While Geography isn’t exactly the ‘Kim Kardashian’ of HSC Subjects, it’s an amazing course. Geo students rock up to exams with the best equipment (coloured pencils and magnifying glasses), and we get to go on some really cool excursions (my class went kayaking :)). While Geography is fun, it’s also a challenge. I mean, think of a subject that combines the harsh logic of mathematics with the analytical mind of English?? Yep, that’s Geo. But if you’re striving to ace this challenge, then this article is for you! Having just completed the HSC and achieving a Band 6 in Geo, I’m going to share with you the must-knows and tips to snag that Band 6.
Every Geo student knows it.

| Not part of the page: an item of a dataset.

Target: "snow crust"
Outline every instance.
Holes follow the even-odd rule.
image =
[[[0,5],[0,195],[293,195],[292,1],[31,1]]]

The infamous multiple-choice section composed of nothing but skills. The bane of all Geo students. Geo skills can range from easy marks like ‘read the bar graph’ to ridiculous questions like ‘estimate the time of day from this photograph’. The struggle is real.
The golden rule weapon against Geo skills is practice. Practice these skills early, to give yourself time to learn and fill any gaps in your knowledge. Practice these skills consistently, rather than cramming the night before. Treat Geo skills like Maths. Learn from your mistakes, and practice! During exams, use a magnifying glass, it makes life so much easier. Remember your unit conversions (cm to m to km), and always – I repeat – always leave time to double check your answers just to be sure. I snagged an extra 4 marks during a Geo exam just because I read the maps wrong the first time.
Throughout Year 12, I had made a ‘Book of Mistakes’ for my Geo Skills. Whenever I got a skills question wrong, I’d type down the mistake on a google doc, and by the end Year 12, I had amassed an entire document full of my silly mistakes. And right before my trials, I simply read the document as a form of calm, passive study.
From the Great Barrier Reef to the Perisher Blue Ski Resort, the key to Band 6ing Geo relies heavily on contemporary examples. So, with every essay and short-answer response, you must integrate these examples to maximise your marks!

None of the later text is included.